Antony and Cleopatra makes an excellent play to read, for Cleopatra is so well known as a character that we already have a point of familiarity to start with. We feel that we are reading history, and these great Roman plays of Shakspere’s are probably the best history we shall ever get. With Julius Caesar and Antony and Cleopatra we should also include Coriolanus, to be studied third in the series.
If we do not care for tragedy we shall have passed from Romeo and Juliet or the Merchant of Venice to As You Like It, one of the best of Shakspere’s lighter comedies. It is less deep, but not less charming than the heavier plays. The delightful Rosalind, disguised as a young man in the woods, the melancholy Jaques, and the amusing clown Touchstone, create an atmosphere of refinement which we will find nowhere else.
I myself like Much Ado About Nothing as well as any of the comedies. It tells the story of Benedick and Beatrice, who were never going to marry, they were such wits both of them! Yet they were tricked into it, and apparently enjoyed it after all. Where else will you find a woman joker?
The Taming of the Shrew is an interesting play if you admire a wilful, stubborn, pretty woman such as Kate was, and would like to know how her husband brought her into charming subjection. It is a very pretty play, and not less interesting for being somewhat out of date among our modern ideas of women.
But of all Shakspere’s comic characters, none is more original or famous than Falstaff.
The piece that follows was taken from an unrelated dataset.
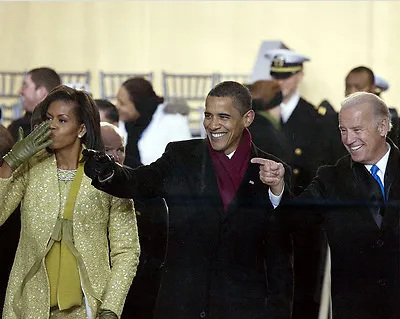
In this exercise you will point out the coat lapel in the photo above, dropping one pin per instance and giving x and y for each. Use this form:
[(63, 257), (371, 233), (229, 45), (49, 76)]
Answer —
[(247, 186), (205, 181)]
We meet him first in Henry V, perhaps the best of Shakspere’s historical plays. He is a wit, a coward, and a blow-hard, but Shakspere never makes him overdo any of these traits, and so we cannot but find him intensely amusing. He reappears in the Merry Wives of Windsor, which Shakspere is said to have written in order to please Queen Elizabeth.
The most intensely dramatic of the histories, and the first to read is Richard III. Richard is a scheming, daring fellow; and our love for the little princes put to death in the tower gives us a point of affection. Besides, this is the drama all the great tragic actors have been especially fond of playing.
Next to Richard III is Henry VIII, which is said to be only partly Shakspere’s. In it is Henry’s great minister Wolsey, whose fall from power we witness as an event more tragic than death.
Last of all let us read the Tempest, that romantic play which Shakspere probably wrote at the end of his career, as a sort of calm retrospect; for we may think of Prospero as Shakspere himself.
There are other good plays of Shakspere’s; but if we have not time to read all, these are the best to begin with.
The two poems, Venus and Adonis and Lucrece, are not the best of reading; but the sonnets are the very highest form of lyric poetry. They are entirely different from the plays, and those who like the plays often do not care at all for the sonnets, while many not familiar with the plays read the sonnets with admiration. Many believe they tell Shakspere’s own story of love for a man friend, and, in the last division from No. 126 on, for a dark woman. The sonnets to the man are the better, and if one reads them over a few times and feels the poet’s reflection on change, time, and human love, he will certainly not doubt that here we really do come face to face with Shakspere in his own proper character. These sonnets help us to a knowledge of the man and a personal liking for him such as we get for his characters when we read his plays.